QNAP has introduced the QAI h1290FX, a new edge AI NAS built for local AI work, storage heavy workflows, and on premise deployments. The interesting part is the hardware pairing. It uses an older AMD EPYC 7302P processor from the Zen 2 era, but can be equipped with NVIDIA’s much newer RTX PRO 6000 Blackwell GPU with 96GB of VRAM.

The system is aimed at workloads such as LLM inference, RAG, document search, private AI assistants, image generation, and other local GenAI tasks. In simple terms, it is a storage server that can also run serious AI workloads without sending sensitive data to the cloud.

QNAP is focusing on local AI and private data

The CPU is not new, but it still has 16 cores and 32 threads, which is enough for storage management, containers, virtualization, and general server work. The GPU is where most of the AI performance comes from.

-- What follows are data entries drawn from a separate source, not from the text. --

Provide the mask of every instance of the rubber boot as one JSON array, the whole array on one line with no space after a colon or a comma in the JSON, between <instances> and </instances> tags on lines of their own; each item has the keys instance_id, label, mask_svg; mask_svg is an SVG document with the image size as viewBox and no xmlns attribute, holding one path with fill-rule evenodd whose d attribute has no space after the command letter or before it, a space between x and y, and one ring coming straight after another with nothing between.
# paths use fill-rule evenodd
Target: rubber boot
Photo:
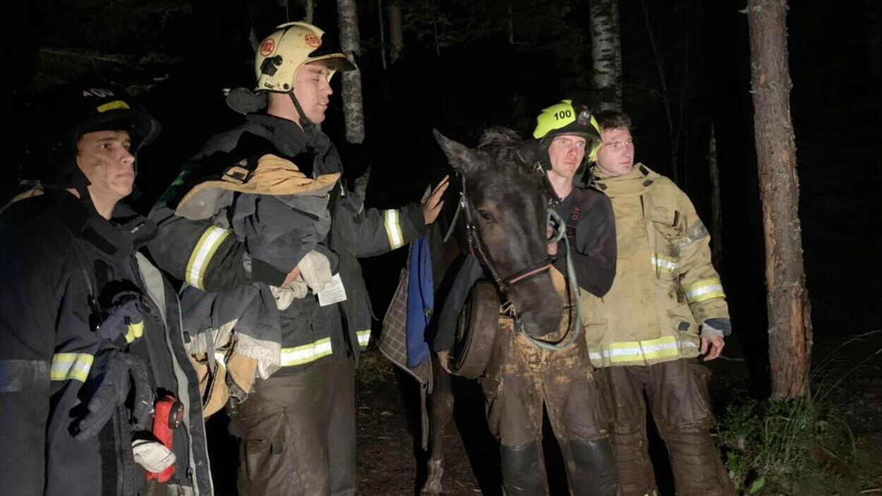
<instances>
[{"instance_id":1,"label":"rubber boot","mask_svg":"<svg viewBox=\"0 0 882 496\"><path fill-rule=\"evenodd\" d=\"M623 429L613 432L611 440L622 495L654 494L655 473L649 461L646 432L639 427Z\"/></svg>"},{"instance_id":2,"label":"rubber boot","mask_svg":"<svg viewBox=\"0 0 882 496\"><path fill-rule=\"evenodd\" d=\"M502 485L506 496L548 496L545 463L538 442L501 446Z\"/></svg>"},{"instance_id":3,"label":"rubber boot","mask_svg":"<svg viewBox=\"0 0 882 496\"><path fill-rule=\"evenodd\" d=\"M665 432L665 444L681 496L735 496L720 452L707 429L681 427Z\"/></svg>"},{"instance_id":4,"label":"rubber boot","mask_svg":"<svg viewBox=\"0 0 882 496\"><path fill-rule=\"evenodd\" d=\"M618 476L609 440L570 441L570 484L575 496L616 496Z\"/></svg>"}]
</instances>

QNAP offers two GPU paths. The RTX PRO 4500 Blackwell with 32GB VRAM is aimed at smaller models up to around 30B parameters. The RTX PRO 6000 Blackwell with 96GB VRAM is meant for larger 70B plus models and heavier local inference.

FeatureQNAP QAI h1290FX
CPUAMD EPYC 7302P with 16 cores and 32 threads
GPU optionsRTX PRO 4500 Blackwell or RTX PRO 6000 Blackwell
Max GPU memory96GB VRAM
Storage12 U.2 NVMe or SATA SSD bays
NetworkingDual 25GbE and dual 2.5GbE
ExpansionOptional 100GbE cards and JBOD storage
WarrantyFive years

The all flash storage design is important. AI workloads often need fast access to large datasets, embeddings, documents, and model files. With 12 U.2 NVMe or SATA SSD slots, the system is built to keep data close to the AI hardware instead of depending on slower external storage.

QNAP also supports Docker and LXD, with a built in AI app center and easier GPU allocation. That should make it more approachable for teams that want to run AI tools locally without building every container workflow from scratch.

The company also shared performance results using the RTX PRO 6000 Blackwell model. In Ollama, QNAP reports up to 90 tokens per second on gpt oss 120b using around 63GB VRAM, 24 tokens per second on DeepSeek R1 70B using around 41GB VRAM, and 172 tokens per second on Qwen3 8B using around 7GB VRAM.

The pricing puts this firmly in business territory. The system starts at $8,999 for the 64GB model, rises to $13,499 for 128GB, and reaches $15,999 for the 256GB version. RAM modules and several expansion cards are sold separately.

The old CPU choice may look strange beside a new Blackwell GPU, but it makes sense for this kind of box. Most AI acceleration happens on the GPU, while the CPU handles server tasks. Using an older EPYC platform may also help QNAP control cost and keep the system stable for NAS workloads.

The QAI h1290FX is not for normal home storage. It is for businesses that want local AI, fast storage, private data handling, and high capacity networking in one device. The main appeal is control. You can build AI assistants, RAG search, and model serving inside your own infrastructure instead of relying fully on cloud services.